Palantir Technologies Inc. Chief Executive Alex Karp went on CNBC this week and delivered what one outlet generously called a “televised nervous breakdown.” He called the artificial intelligence industry “effing insane.”
Karp (pictured) also accused OpenAI Group PBC and Anthropic PBC of running a “wealth tax on American business.” When host Becky Quick noted he sounded “pretty angry,” he clarified that he was merely “the voice of American business being channeled through me.”
Great theater. But turn down the volume and Karp said the quiet part of the entire sovereign AI thesis out loud.

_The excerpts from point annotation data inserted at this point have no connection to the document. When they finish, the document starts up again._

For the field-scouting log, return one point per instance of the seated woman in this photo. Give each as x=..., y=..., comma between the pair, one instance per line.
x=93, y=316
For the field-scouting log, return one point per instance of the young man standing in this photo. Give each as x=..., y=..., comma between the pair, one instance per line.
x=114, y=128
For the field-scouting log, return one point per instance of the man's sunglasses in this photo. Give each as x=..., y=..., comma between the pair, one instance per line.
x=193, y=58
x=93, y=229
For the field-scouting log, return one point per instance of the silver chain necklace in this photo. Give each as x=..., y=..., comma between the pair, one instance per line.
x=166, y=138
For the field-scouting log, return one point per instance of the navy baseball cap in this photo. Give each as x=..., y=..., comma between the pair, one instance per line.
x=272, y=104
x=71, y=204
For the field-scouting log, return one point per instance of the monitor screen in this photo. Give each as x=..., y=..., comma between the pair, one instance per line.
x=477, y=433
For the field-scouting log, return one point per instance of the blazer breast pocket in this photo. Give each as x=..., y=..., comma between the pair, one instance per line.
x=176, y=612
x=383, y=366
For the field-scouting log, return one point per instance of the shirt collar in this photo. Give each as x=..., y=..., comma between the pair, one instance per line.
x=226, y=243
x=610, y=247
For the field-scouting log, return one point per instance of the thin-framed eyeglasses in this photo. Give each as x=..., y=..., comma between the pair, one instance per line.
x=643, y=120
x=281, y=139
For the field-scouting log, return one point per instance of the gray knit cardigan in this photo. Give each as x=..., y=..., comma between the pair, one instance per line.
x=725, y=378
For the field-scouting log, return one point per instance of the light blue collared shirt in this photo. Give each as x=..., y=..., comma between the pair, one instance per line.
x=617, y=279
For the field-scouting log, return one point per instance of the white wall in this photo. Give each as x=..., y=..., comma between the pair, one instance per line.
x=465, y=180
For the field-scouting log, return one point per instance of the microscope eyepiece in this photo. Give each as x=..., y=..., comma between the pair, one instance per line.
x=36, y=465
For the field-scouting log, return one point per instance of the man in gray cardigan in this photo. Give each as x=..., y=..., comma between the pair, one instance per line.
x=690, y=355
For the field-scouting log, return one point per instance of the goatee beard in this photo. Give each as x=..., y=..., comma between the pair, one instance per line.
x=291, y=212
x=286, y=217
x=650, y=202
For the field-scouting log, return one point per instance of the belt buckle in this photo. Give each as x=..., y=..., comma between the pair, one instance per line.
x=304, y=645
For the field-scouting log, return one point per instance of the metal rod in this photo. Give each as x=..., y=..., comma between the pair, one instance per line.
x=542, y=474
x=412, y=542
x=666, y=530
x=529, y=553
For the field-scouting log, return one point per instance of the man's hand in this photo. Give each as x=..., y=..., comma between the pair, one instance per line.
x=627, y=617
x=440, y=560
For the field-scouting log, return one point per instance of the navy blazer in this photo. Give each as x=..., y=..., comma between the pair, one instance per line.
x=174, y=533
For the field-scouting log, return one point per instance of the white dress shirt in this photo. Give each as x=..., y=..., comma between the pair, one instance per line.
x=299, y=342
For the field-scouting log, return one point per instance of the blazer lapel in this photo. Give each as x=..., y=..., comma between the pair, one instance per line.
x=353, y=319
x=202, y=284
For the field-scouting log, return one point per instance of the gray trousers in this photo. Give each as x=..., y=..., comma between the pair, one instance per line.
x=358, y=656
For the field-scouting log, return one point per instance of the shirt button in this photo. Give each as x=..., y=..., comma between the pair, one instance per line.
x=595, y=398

Here’s what actually happened underneath the shouting. Palantir and Nvidia Corp. shipped a Sovereign AI OS reference architecture — a turnkey stack you run on your own infrastructure — and just extended it to deploy Nvidia’s open-weight Nemotron models in secure, air-gapped environments. Customers keep their data, their models, their weights. The stock jumped 9%. Turns out the market likes “own your stack” more than it likes a meltdown.
Now read Karp’s own words: Customers want “control over their compute, their models, their data stack and their alpha… they own the means of production. It’s not being transferred to someone else.”